TODAY: Today is Women’s Equality Day.
According to the National Women’s History Alliance, in 1973, the U.S. Congress designated August 26 as “Women’s Equality Day.”
The date was selected to commemorate the 1920 certification of the 19th Amendment to the Constitution, granting women the right to vote. This was the culmination of a massive, peaceful civil rights movement by women that had its formal beginnings in 1848 at the world’s first women’s rights convention, in Seneca Falls, N.Y.
The observance of Women’s Equality Day not only commemorates the passage of the 19th Amendment, but also calls attention to women’s continuing efforts toward full equality.
The Department of Defense Education Activity website offers this about today: “Women’s Equality Day gives us an opportunity to reflect on the continuing struggle for equality in the workplace and the role of women in our public life. Women in public service and government have long served this nation by working to clear barriers, enforce laws, implement new ideas, and change people’s attitudes.”

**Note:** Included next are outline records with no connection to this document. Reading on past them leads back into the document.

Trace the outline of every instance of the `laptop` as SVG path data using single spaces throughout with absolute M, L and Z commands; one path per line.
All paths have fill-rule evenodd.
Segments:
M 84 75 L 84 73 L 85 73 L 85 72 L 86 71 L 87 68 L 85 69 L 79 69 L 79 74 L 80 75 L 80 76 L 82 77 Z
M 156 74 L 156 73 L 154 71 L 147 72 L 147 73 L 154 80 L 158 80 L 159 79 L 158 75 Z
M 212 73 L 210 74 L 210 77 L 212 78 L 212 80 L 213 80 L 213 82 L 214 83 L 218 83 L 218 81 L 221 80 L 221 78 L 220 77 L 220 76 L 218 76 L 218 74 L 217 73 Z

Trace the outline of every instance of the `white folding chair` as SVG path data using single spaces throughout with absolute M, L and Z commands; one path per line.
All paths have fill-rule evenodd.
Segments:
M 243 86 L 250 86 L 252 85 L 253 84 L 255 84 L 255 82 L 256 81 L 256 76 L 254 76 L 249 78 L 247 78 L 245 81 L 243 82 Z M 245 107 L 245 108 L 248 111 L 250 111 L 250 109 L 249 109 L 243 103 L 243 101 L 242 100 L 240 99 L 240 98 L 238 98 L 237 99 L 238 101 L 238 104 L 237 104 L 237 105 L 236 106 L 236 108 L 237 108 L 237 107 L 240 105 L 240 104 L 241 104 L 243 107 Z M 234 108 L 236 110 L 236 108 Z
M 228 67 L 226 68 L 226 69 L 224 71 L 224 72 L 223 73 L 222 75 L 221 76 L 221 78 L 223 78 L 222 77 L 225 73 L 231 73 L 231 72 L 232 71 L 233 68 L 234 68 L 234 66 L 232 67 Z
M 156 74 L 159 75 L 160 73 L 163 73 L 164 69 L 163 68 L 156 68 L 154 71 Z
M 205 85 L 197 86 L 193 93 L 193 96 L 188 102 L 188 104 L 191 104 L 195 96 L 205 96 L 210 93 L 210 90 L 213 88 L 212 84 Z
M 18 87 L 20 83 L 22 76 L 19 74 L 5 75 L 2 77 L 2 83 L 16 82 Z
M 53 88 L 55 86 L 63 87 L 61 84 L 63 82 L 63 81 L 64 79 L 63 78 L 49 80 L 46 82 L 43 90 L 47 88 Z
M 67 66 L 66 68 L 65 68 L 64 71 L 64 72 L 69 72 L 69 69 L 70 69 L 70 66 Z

Today “commemorates the struggles of women to be heard, as fierce advocates who gained the statutory right to vote. Also, known as women’s suffrage, the 19th Amendment to the U.S. Constitution, guarantees all American women the right to vote. The Amendment changed Federal law and the face of the American electorate forever. Women won legal recognition as equal citizens under the 19th Amendment. While women in some states could already vote before 1920, women in some states—particularly those of color—were blocked from voting after ratification.”
The rights of Native American women weren’t recognized until 1924, for Chinese American women, 1943, and other Asian American women, 1952.
“It wasn’t until passage of the Voting Rights Act in 1965, that African American women were granted the right to vote.”